# Multiplication instructions

Opcode | P/U | Category | Description |

`DSL` |
user | ALU: multiply | double shift left |

`MH` |
user | ALU: multiply | multiply high |

`MHL` |
user | ALU: multiply | multiply high and low |

`MHL0` |
user | ALU: multiply | multiply high and low, tribble 0 |

`MHL1` |
user | ALU: multiply | multiply high and low, tribble 1 |

`MHL2` |
user | ALU: multiply | multiply high and low, tribble 2 |

`MHL3` |
user | ALU: multiply | multiply high and low, tribble 3 |

`MHL4` |
user | ALU: multiply | multiply high and low, tribble 4 |

`MHL5` |
user | ALU: multiply | multiply high and low, tribble 5 |

`MHNS` |
user | ALU: multiply | multiply high no shift |

`ML` |
user | ALU: multiply | multiply low |

`DSL`

Double shift left

Syntax |

`c = a dsl b` |

Register | Signedness |

All | ignored |

1 opcode only |

Flag | Set if and only if |

`N` |
bit 35 of the result is set |

`Z` |
all result bits are zero |

`T` |
flag does not change |

`R` |
flag does not change |

`DSL`

(double shift left) is a critical instruction for long multiplication, providing in one CPU instruction what would otherwise take four instructions. Sample code is available under 36-bit multiplication.

`DSL`

adds the `T`

flag with wrapping to `b`

, and then shifts the sum left six bits. The six vacated bits are filled using the six leftmost bits of `a`

. The result is written to `c`

.

`N`

and `Z`

are set as if the destination is a signed register. The `N`

and `Z`

flags have no purpose in the long multiplication application for which `DSL`

was designed, but I chose to update them in case someone invents a use for this information at a later date. `T`

and `R`

do not change.

This documentation does not match what the dissertation says about `DSL`

, in that the left and right operands have since been interchanged. This switch was made so that `DSL`

can directly obtain the correct register copy after an `MHL5`

instruction in long multiplication.

`MH`

Multiply high

Syntax |

`c = a mh b` |

Register | Signedness |

All | ignored |

1 opcode only |

Flag | Set if and only if |

`N` |
never; flag is cleared |

`Z` |
`c` = 0 |

`T` |
`c` mod 64 ≠ 0 |

`R` |
`T` is set or `R` is already set |

This is a key instruction for unsigned “short” multiplication where one of the factors fits into six bits, and the product fits into 36 bits. The smaller of the factors must be copied into all of the tribbles via `CX`

or an assembler constant. `MH`

multiplies the tribbles of `a`

and `b`

pairwise, but the six 12-bit results cannot fit the 6-bit spaces afforded by the tribbles of `c`

. Instead, `MH`

retains only the six most significant bits of each 12-bit result. `ML`

is the complementary instruction that retains the six least significant bits of each.

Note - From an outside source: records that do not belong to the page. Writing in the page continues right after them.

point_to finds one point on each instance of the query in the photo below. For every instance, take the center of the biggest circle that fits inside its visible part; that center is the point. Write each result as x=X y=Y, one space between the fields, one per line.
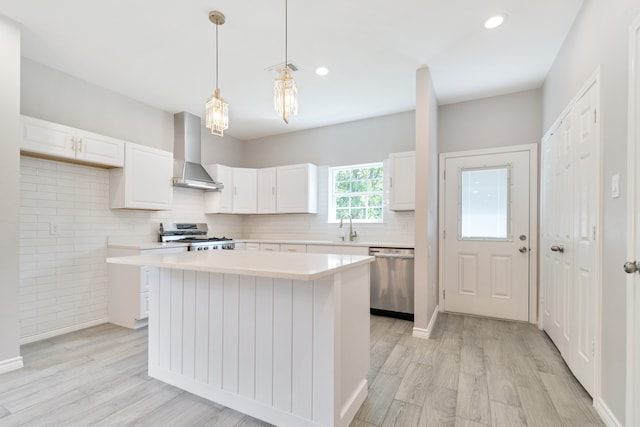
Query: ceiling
x=162 y=52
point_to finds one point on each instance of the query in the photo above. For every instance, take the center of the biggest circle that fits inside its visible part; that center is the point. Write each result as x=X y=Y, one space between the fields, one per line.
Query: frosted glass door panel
x=484 y=203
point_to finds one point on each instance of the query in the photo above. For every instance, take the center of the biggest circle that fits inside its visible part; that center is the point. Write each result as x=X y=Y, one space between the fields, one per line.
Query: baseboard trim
x=426 y=333
x=11 y=364
x=605 y=413
x=62 y=331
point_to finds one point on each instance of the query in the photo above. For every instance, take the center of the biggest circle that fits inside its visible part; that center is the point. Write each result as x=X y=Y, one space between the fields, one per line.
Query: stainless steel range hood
x=187 y=168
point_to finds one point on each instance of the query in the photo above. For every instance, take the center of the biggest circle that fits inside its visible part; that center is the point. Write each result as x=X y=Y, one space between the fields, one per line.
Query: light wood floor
x=475 y=372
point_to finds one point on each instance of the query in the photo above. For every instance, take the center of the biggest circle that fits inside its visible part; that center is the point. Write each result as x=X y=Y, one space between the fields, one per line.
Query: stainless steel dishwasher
x=392 y=282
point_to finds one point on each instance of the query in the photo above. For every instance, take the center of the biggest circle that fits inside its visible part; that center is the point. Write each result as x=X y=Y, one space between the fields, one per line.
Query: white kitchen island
x=283 y=337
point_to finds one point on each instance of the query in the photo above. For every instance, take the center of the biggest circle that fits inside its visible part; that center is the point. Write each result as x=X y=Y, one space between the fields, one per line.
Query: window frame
x=332 y=170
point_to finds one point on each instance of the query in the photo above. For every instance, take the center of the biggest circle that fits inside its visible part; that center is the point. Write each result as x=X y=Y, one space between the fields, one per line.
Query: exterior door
x=487 y=234
x=632 y=266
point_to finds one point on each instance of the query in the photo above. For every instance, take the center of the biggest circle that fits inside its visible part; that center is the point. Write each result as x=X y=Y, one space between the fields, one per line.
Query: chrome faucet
x=352 y=233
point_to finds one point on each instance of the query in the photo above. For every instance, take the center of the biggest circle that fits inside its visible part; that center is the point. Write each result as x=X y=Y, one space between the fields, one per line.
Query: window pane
x=484 y=203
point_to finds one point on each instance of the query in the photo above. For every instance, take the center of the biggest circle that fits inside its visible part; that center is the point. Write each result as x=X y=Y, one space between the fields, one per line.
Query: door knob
x=631 y=267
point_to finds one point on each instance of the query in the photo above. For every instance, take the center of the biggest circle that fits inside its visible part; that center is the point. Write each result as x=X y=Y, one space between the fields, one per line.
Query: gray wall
x=9 y=192
x=51 y=95
x=599 y=38
x=499 y=121
x=361 y=141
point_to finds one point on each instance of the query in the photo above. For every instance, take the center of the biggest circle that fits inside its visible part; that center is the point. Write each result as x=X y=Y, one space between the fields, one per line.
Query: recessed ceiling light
x=494 y=22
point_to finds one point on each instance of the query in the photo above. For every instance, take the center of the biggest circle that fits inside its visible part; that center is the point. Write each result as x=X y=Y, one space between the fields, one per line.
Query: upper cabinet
x=402 y=181
x=267 y=190
x=239 y=194
x=51 y=140
x=283 y=189
x=145 y=180
x=297 y=189
x=245 y=196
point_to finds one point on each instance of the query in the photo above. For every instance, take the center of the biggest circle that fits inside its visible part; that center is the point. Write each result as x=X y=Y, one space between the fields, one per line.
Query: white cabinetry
x=129 y=287
x=239 y=194
x=267 y=190
x=145 y=180
x=402 y=181
x=340 y=250
x=292 y=248
x=270 y=247
x=220 y=201
x=45 y=139
x=297 y=189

To meaningfully add the output of `MH`

and `ML`

, their place values must be aligned consistently, meaning that `MH`

needs a 6-position left shift, and that the result can spill to as many as 42 bits (which will not fit in a 36-bit register) as a result of that shift. The solution is that instead of shift, `MH`

rotates its result six bits left. If the six bits rotated into the rightmost places are not all zeros, the `T`

and `R`

flags are set because the eventual product will not fit in 36 bits. Otherwise `T`

is cleared, `R`

is left unchanged, and the output of `MH`

can be directly added to `ML`

to obtain the 36-bit product. `Z`

will be set if the output of `MH`

is all zeros. `N`

is always cleared.

Here is an unsigned short multiplication example with full range checking, and an always-accurate `Z`

flag at the end whether or not overflow occurs. Four instructions are needed. When multiplying by a small constant, the `CX`

can be optimized out by hand.

unsigned big small t result ; will multiply big * small t = cx small ; copy small into all tribbles result = big mh t ; high bits of product t = big ml t ; low bits of product result = result + t ; result is now big * small

### Warning

Like other macros, `CX`

is not yet available. Although it may be tempting to use `SWIZ`

in place of `CX`

like this:

t = small swiz 0

`SWIZ`

will not check to verify `small`

is between 0 and 63. `CX`

will have this verification and set `T`

and `R`

if `small`

is out of range.

### Note about replacing `MH`

with `MHL`

The `MHL`

family of instructions cannot improve over the performance of `MH`

and `ML`

for short multiplication, because `MH`

is able to include a 6-bit shift that `MHL`

and its derivatives cannot. (The issue is that only the beta RAMs can shift six bits, and only the gamma RAMs can split registers.) The `MHL`

family is for long multiplication.

`MHL`

Multiply high and low

Syntax |

`c = a mhl b` |

Register | Signedness |

All | ignored |

1 opcode only |

No flags changed |

`MHL`

is the flagship of the `MHL`

family of instructions for long multiplication and is the most flexible, although ordinarily the `MHL0`

through `MHL5`

instructions are used instead. `MHL`

is a simultaneous execution of `MHNS`

and `ML`

, where the left and right copies of register `c`

are allowed to desynchronize. Specifically, the `MHNS`

result is stored in the left copy of register `c`

, and the `ML`

result is stored in the right copy.

For a drawing that shows the two copies of the register file in relation to the architecture, see page 200 of the dissertation. A short discussion of register splitting can be found on page 187; however, that discussion assumes the presence of a fast hardware multiplier that stores an *entire* multiplication result in a split register. `MHL`

stores a *partial* result.

`MHL`

multiplies the tribbles of `a`

and `b`

pairwise. In order to fit the six 12-bit results into `c`

, the six most significant bits of each product are written to the left copy of `c`

, and the six least significant bits of each product are written to the right copy of `c`

. These writes are done simultaneously. To preclude any semantic confusion as to whether flags follow the left or right copy of a result, none of the `MHL`

instructions change any CPU flags at all.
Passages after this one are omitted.